Cody Reed obviously realizes what is at stake and he put his best foot forward Tuesday afternoon in Goodyear, Ariz.

And he may be landing both feet squarely into the Cincinnati Reds starting rotation.

It is hard to believe that anybody for the Reds pitched well in a game against the Los Angeles Angels of Anaheim that the Reds lost, 9-1.

But Cody Reed was awesome.

HE PITCHED A GLORIOUS 5 2/3 innings against the Angels — no runs, one hit, two walks and five strikeouts.

The 6-foot-5, 228-pound 23-year-old left hander stumbled through a rough big-league indoctrination last season, going 0-and-7 with a 7.36 earned run average in 47 2/3 innings over 10 starts.

In five appearances this spring Reed has pitched 16 2/3 innings and given up six earned runs and 11 hits while walking five and striking out 20.

REED WAS ONE OF THREE pitchers the Reds obtained two years ago from Kansas City (Brandon Finnegan, John Lamb) for Johnny Cueto. Finnegan was the centerpiece, already having appeared in major league games, including the World Series for the Royals and he was in the Reds rotation all of last season.

Scouts, though, said Reed would be the best of the lot. Lamb is already gone, but Reed is making a stern case for rotation inclusion.

REED WAS HOOKED UP in an excellent pitching exhibition against former Reds pitcher J.C. Ramirez. He pitched five innings and gave up only one run and four hits, walking none and striking out six. His one misstep cost him — a fourth-inning opposite field home run by Cincinnati’s Ryan Raburn, a guy most likely to be on the Reds’ bench this season as a veteran outfielder.

THE REDS HAD AN opportunity to scramble over .500 for the first time this spring at 13-12, but they let it get away when the Angels scored five unearned runs in the seventh inning.

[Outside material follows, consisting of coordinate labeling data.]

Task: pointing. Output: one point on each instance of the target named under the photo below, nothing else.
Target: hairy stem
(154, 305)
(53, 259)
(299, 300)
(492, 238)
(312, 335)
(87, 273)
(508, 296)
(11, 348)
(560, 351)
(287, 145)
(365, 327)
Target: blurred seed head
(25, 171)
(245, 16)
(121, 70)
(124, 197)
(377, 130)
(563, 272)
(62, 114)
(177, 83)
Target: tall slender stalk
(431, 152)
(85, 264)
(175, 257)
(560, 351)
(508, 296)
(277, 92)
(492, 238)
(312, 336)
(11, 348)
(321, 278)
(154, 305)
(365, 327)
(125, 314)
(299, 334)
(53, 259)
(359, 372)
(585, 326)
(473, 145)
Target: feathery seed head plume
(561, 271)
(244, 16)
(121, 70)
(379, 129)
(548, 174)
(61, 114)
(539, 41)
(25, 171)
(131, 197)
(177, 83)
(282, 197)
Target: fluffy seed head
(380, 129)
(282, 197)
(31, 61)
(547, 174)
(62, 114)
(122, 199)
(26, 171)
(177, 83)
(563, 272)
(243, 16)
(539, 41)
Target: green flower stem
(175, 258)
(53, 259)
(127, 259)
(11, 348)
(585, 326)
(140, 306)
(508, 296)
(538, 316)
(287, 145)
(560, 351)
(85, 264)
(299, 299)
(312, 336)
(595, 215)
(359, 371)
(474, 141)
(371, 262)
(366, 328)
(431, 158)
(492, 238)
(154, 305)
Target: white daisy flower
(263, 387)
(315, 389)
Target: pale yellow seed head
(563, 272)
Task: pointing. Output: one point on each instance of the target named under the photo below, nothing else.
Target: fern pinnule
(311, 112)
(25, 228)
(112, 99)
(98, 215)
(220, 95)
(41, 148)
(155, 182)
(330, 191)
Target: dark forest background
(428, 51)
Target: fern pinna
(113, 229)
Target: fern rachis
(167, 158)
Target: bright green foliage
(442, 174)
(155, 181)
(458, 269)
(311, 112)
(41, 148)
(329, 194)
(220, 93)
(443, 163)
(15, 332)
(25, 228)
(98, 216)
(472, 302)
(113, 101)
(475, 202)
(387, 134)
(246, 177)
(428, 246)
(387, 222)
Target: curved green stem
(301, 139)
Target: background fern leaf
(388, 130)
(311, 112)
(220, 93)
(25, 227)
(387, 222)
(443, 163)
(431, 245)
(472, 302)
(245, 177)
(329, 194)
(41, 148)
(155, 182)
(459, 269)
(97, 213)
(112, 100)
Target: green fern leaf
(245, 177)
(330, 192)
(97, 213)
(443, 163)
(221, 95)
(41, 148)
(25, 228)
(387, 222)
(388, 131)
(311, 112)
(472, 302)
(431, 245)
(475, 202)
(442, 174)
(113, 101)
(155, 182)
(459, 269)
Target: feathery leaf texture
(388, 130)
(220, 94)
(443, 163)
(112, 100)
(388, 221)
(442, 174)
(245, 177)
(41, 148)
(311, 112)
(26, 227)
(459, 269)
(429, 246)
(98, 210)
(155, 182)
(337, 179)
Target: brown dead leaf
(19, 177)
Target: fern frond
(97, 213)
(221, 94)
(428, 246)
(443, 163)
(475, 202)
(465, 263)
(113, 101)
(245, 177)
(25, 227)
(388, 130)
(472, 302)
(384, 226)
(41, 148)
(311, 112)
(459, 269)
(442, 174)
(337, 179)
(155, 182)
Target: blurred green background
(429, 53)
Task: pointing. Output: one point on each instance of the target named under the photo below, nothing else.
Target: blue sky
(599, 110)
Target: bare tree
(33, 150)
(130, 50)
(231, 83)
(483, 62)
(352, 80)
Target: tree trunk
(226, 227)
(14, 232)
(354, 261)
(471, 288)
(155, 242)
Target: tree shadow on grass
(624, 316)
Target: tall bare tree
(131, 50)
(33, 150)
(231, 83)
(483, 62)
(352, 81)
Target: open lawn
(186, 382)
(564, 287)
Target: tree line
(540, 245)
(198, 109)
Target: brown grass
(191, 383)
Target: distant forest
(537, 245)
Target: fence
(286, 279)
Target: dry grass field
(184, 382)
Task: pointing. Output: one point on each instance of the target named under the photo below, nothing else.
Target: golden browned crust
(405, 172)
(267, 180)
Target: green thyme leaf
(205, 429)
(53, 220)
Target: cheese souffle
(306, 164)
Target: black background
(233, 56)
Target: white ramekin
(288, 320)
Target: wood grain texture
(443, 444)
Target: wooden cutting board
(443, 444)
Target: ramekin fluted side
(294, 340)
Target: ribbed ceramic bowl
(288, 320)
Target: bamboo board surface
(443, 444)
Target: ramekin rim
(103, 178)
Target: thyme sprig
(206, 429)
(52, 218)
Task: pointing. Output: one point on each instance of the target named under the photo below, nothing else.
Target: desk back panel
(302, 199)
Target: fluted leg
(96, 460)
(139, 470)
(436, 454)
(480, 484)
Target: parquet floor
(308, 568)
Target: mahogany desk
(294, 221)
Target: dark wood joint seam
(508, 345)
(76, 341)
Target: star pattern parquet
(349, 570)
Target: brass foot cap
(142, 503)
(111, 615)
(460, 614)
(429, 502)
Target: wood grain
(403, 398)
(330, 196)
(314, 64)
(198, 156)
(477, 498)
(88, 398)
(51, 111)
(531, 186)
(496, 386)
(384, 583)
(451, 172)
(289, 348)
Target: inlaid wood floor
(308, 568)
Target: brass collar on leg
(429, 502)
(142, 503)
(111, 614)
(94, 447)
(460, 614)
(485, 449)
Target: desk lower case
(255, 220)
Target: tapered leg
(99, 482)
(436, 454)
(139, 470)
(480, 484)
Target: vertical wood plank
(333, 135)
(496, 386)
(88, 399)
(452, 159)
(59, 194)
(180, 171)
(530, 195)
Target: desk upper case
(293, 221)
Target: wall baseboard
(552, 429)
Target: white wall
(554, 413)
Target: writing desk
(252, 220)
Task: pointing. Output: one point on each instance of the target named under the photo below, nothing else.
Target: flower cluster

Evan Mitchell came into the game with two outs in the sixth to replace Reed and promptly struck out Mike Trout.

AND HE HAD TWO OUTS and nobody on in the seventh when the calamity struck.

Danny Espinosa singled and Jefry Marte walked.

Second baseman Tony Renda fielded a routine ground ball by Ben Revere and was 20 feet from first base, an easy flip for the third out. But his throw was high, wide and ugly for an error as Espinosa scored.

The Angels then tried a double steal and catcher Tucker Barnhart decided to throw through to get Revere. Revere stopped and retreated toward first and first baseman Chad Wallach dropped the throw for another error and Marte scored to push the Angels in front, 2-1.

Mitchell then walked Tony Sanchez, Nolan Fontana drilled a two-run double and Kole Calhoun singled for another run and a 5-1 Angels lead.

THE ANGELS PUT A LID on it in the eighth against lefthanded bullpenner Tony Cingrani by scoring three run on four hits and a walk.

The walk was to former Reds prospect Ryan LaMarre in the middle of the rally that featured a run-scoring double by Jefry Marte, a run-producing single by Tony Sanchez and a single by Matt Williams for another run and an 8-1 lead.

To put an exclamation point on the whole affair, Eric Young Jr. homered off Louis Coleman in the top of the ninth to make it 9-1.

The Reds had eight hits, two by Tucker Barnhart, including a double.